Thursday, October 15, 2009

Donut holes aren’t a tasty treat for seniors

Donuts are such tasty treats, aren’t they? And what about those fun items from Dunkin Donuts called Munchkins – also known as donut holes? Yummy!

But there’s another kind of “donut hole” in our health care system that’s neither tasty nor fun. The Medicare Prescription Drug, Improvement, and Modernization Act of 2003, added, among other provisions, a Part D to Medicare. Part D is a voluntary benefit that covers outpatient prescription drugs.

Part D coverage gap. Under Medicare Part D, the standard drug benefit includes a $295 deductible (in 2009) and 25 percent coinsurance until the enrollee reaches the initial coverage limit ($2,700 in total covered drug spending). After the initial coverage limit, there is a gap in coverage (that’s the donut hole) in which the beneficiary is responsible for 100 percent of drug costs. Beneficiaries must spend $3,454.75 out of pocket before they reach the catastrophic benefit. Once they reach the catastrophic coverage limit ($6,153), they are responsible for 5 percent of drug costs.

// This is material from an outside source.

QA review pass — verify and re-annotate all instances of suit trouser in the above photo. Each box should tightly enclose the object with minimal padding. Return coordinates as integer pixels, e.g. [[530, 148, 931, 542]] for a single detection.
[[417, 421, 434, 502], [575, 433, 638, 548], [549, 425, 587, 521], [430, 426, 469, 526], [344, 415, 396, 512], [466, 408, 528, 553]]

In 2007, over 8 million seniors hit the donut hole, according to a press release from the Department of Health and Human Services (HHS). For those who are not low-income or have not purchased other coverage, average drug costs in this coverage gap are $340 per month, or $4,080 per year, according to HHS.

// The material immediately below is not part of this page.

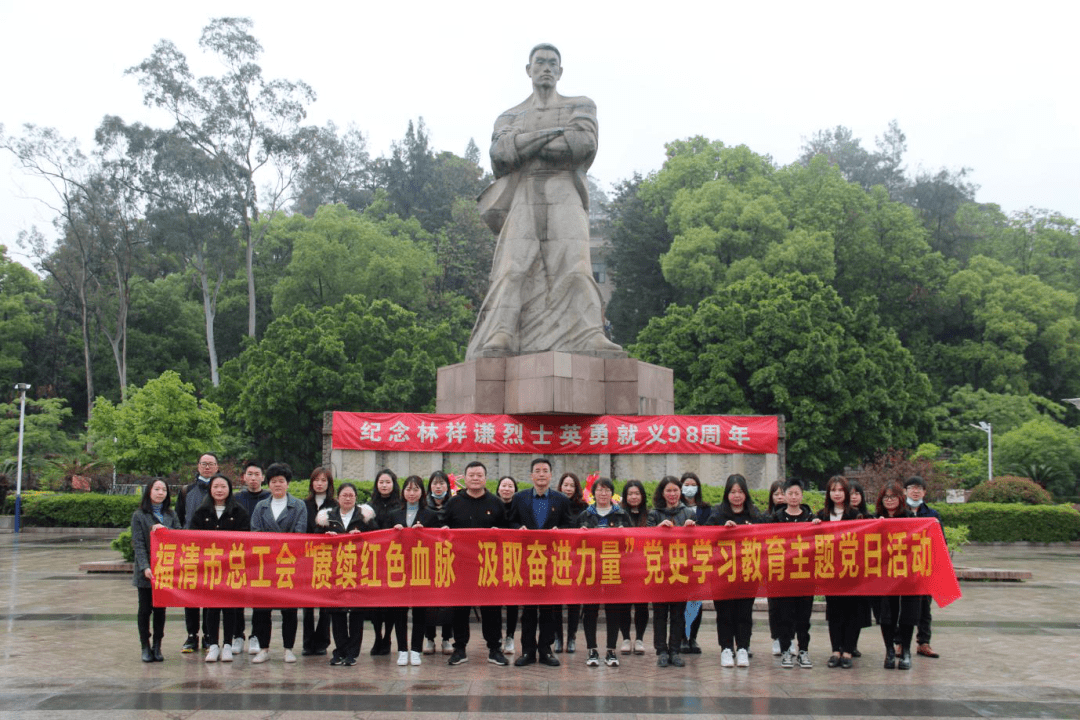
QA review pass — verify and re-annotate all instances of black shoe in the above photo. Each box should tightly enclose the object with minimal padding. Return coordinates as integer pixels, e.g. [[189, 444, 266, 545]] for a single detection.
[[540, 655, 562, 667]]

Closing the gap. The Senate Finance Committee’s bill would close this coverage gap over time. While the closure of the coverage gap is phased in, this proposal would provide seniors with a discount of 50 percent on their brand name medication costs in the coverage gap, according to HHS.

The proposal would “provide for manufacturer discounts on brand-name drugs that are covered under Part D and are on plan formularies or treated as being on plan formularies through exceptions and appeals processes. The discount would be available during the entire coverage gap—that is, at the point when total prescription costs of a beneficiary exceeds the initial coverage limit ($2,700 in 2009) and reaches the catastrophic coverage limit ($6,153 in 2009) each year. Once the prescription costs of a beneficiary exceed the catastrophic limit, the discount would end and the catastrophic portion of the drug benefit would apply as under current law,” according to the bill.